04/21/2008 07:00:00

Africa's Greatest Health Dangers to be Addressed at Caltech May 3

PASADENA, Calif.--As conventional means fail to conquer Africa's deadliest diseases-- HIV and malaria--researchers are starting to look outside the box. One solution might be Nobelist David Baltimore's novel approach to combating HIV through gene therapy. He will give the headlining lecture at the Symposium on African Health at the California Institute of Technology May 3 from 10 a.m. to 2 p.m. in Ramo Auditorium on the Caltech campus in Pasadena. Admission is free.

The symposium is sponsored by the GEANCO Foundation, a Chicago- and Los Angeles-based nonprofit that designs, develops, and manages medical and educational facilities in Nigeria. It will feature prominent scientists discussing cutting-edge research on HIV/AIDS and malaria, Africa's two deadliest diseases. Doctors and nonprofit professionals working on the ground will also discuss their work. The symposium will provide a rare opportunity for the general public to gain a clearer understanding of Africa's greatest challenges and learn how to help the continent meet those challenges most effectively.

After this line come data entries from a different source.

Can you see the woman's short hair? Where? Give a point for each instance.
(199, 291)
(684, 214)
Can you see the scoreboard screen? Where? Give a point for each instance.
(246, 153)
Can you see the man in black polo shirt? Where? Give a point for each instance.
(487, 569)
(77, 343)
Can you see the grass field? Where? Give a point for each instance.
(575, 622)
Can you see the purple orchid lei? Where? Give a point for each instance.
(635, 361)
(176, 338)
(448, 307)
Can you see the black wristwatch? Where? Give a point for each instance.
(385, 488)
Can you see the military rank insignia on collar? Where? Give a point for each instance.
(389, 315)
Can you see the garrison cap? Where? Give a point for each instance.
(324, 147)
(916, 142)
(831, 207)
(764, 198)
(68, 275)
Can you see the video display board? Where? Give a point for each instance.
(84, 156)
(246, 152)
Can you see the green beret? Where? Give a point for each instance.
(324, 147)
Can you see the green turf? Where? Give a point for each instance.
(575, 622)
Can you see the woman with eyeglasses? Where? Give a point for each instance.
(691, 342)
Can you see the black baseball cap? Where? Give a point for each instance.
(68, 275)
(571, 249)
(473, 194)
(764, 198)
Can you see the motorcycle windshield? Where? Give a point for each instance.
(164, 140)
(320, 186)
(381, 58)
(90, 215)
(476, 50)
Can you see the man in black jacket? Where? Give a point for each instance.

Speakers include Joel Breman, senior scientific adviser at the Fogarty International Center of the National Institutes of Health, who will discuss the epidemiology of malaria; Bruce Hay, associate professor of biology at Caltech, who has developed a technique for engineering malaria-resistant mosquitoes; Martha Sedegah, senior scientist at the Naval Medical Research Center malaria program, who will discuss a new malaria vaccine; Huntington Hospital physician Kimberly Shriner, who will discuss her leadership of a community-based clinical effort to assist in the control of HIV/AIDS in Tanzania; Piya Sorcar, who will discuss online HIV/AIDS education in developing countries; and Afam Onyema, GEANCO Foundation chief operating officer, who will discuss his organization's hospital development project in Nigeria.

The symposium will be videotaped and will be offered online through a website specifically targeted to Africans. GEANCO will also host screenings in Nigeria.

"Part of our goal is to spread advanced medical and healthcare knowledge throughout Africa using all available means, including the Internet. This symposium is a wonderful opportunity to do just that," said Onyema.

"Permanent improvements in African healthcare must be driven by local doctors and other healthcare professionals," stated Chess Stetson, symposium coordinator, GEANCO advisory board member, and a PhD candidate at Caltech. "Providing medical students with world-class education resources online will incentivize them to stay in their native countries, where they are desperately needed."

The symposium is cosponsored by the Caltech Y and the Caltech Alumni Association.